During a Naval demonstration of a new weapon, a mysterious undersea man swims by the submarine. This sparks Ken and his beautiful sidekick, Jenny (read main squeeze), to investigate. They dive undersea, only to be captured by a crazy scientist intent on creating an army of fish men to take over the world (or at least the oceans of the world), using a top secret Processing Formula. Don’t panic, as the Processing Formula consists of getting a shot and then having to stand around in a gas chamber for ten minutes while all the actors grimace and frown and say things like 'proceed', and some funky electronic music plays in the background. Then a dubbed German scientist chains you to a table and does some half-assed operation. this is the part you can safely fats forward through. You ain't gonna miss anything. Chiba does nothing but grasp Jenny and look intense for the camera.
After this silliness if over, Ken and Jenny are offered the chance to join our crazy world dominating scientist because...well, that's never made exactly clear, seeing as how they're just a couple of meddling reporters. Maybe he's going to start his own undersea newspaper or something. The Daily Coral has a nice ring to it.
Ken and Jenny attempt to escape and are sentenced to become fish people as well. They get injected, stand around for a while in a gas tank, listen to the tunes, have a bunch of crap smeared on their faces by the special effects crew, and generally do a lot of kicking and screaming for no reason.
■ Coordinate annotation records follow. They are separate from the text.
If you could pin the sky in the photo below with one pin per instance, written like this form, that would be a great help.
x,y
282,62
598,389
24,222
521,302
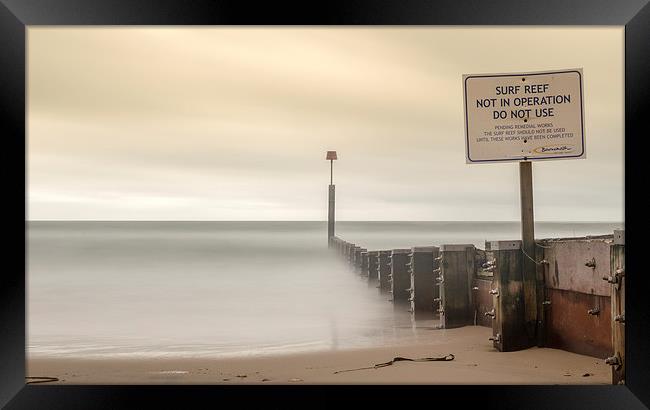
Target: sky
x,y
233,123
Meanwhile, and this is where the story gets dicey, there's a special agent scientist and his friends flying around in a plane over the ocean looking for them, a kidnapped scientist is dragged into the picture to do some more grimacing and yelling, and a submarine full of dubbed dolts attack the undersea facility, thereby pushing the story into a state of denouement, as the fish men attack their masters.
For an actor known for his fight scenes, there are precious few in Terror Beneath the Sea. Chiba has two rock em' sock em' scenes and they're short, and have been sped up to make them look more intense.
The stars of this film are the terrible fish men. Those rubber suits just look weird and might even give you a nightmare or two, with those alien bird eyes and those pointed faces. All in all it might keep you away from sushi for a bit.
The production values are typical Tokyo cheap and the director Sato doesn't show near as much verve as he did in his cult classic "Goke". The music is strictly background, except during the transformation scenes. There are no extras on this stripped down DVD.